Jonathan Davies playing for Wales in 1997 with Rob Howley in support

Jonathan Davies admits he did not want to play for Wales after returning to rugby union from rugby league in 1995.

Fly-half legend Davies was among the first players to return to union after it cast off its amateur status.

The popular television rugby pundit says in a new BBC Wales television documentary that he felt "past his best" by the time he returned to Wales.

"I was a lot slower and couldn't give to Wales what I gave maybe 10 years before," Davies admitted.

Davies was captain of Wales when he joined league side Widnes in December 1988 after winning 27 caps.

He made a further five appearances for his country after his return from rugby league, but admits playing for Wales had not been part of the plan.

"I didn't really want to play for Wales again to be honest," he said.

"Do you ever turn down playing for your country? No you don't. But no, I was past my best then.

"But it was nice to play for Wales again and have that adrenalin rush of going out again on the Arms Park. It was unbelievable."

The programme, Jonathan Davies: A Trimsaran Boy, which will be shown on BBC One Wales on Thursday, also outlines the circumstances of Davies' controversial and record-breaking move to the 13-man code.

His biographer, the respected Welsh journalist Peter Corrigan, claims the player turned his back on his dream of playing for the British and Irish Lions on their 1989 tour of Australia because he feared being dropped by Wales.

"His ambition at the time was to play for the Lions," said Corrigan.

"And he knew that team was being thought of by Ian McGeechan who had just been appointed the head coach.

"He [Davies] thought: 'I'm going to be dropped as captain by Wales and that's not going to help my Lions candidature'.

"And Doug Lawton, a very persuasive man who was in charge of Widnes, came down and caught him [Davies] on the hop."

Davies himself admitted that the fall-out from Wales' 15-9 home defeat to Romania on 10 December 1988 had been a major factor in his decision to accept Widnes' offer.

"I wasn't happy. I got blamed for that defeat and then all of a sudden the unthinkable came into my mind that I was going to get dropped [from] playing for Wales," he said.

"You know I've got no qualifications to fall back on, that's when the rugby league boys came down and there was an avenue out for me."

Davies' subsequent move from rugby union for a then record fee of £230,000 sent shock waves through the Welsh game and subsequently led to several other high-profile internationals making the move to rugby league - including John Devereux and Paul Moriarty who joined him at Widnes.

Six years later, the trigger for Davies' return to Wales was his first wife, Karen, being diagnosed with cancer following the birth of their third child.

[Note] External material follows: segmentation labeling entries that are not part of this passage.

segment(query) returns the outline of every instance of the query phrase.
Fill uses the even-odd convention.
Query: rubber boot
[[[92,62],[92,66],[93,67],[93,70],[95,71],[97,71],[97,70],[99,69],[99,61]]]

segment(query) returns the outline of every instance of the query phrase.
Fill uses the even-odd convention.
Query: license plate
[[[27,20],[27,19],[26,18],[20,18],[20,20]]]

Davies already had personal experience of the disease after his father, Len, had died of cancer at the age of 44 when Davies was just 14 years old.

"I was in a quandary. I had three kids, my two daughters had been born up in Warrington and then my wife was diagnosed with cancer," Davies said.

"What did I want to do do? I wanted to come back to Wales and have the support of my family through that period."

He added that family and the experience of having dealt with bereavement meant he was better prepared to deal with Karen's death in 1997.

"I was prepared for it better because I'd lost my dad," said Davies.

"Although you're in the public glare, bereavement is a very private thing.

"The key is being strong, putting a public profile in place but then a different one when you're private.

"Being the dad, the man, you have to keep it going as normal as possible.

"Perhaps I did go off the rails a little bit I suppose, you know, in the drinking stakes but hey, sometimes you cope with it that way.

"But the discipline of TV schedules and kids going to school was the key to keeping me on that straight and narrow."

Today, Davies is an energetic charity fundraiser and president of the Velindre Hospital charity that has raised £7m in the past five years.

Jonathan Davies: A Trimsaran Boy is on BBC One Wales at 21:00 BST on Thursday.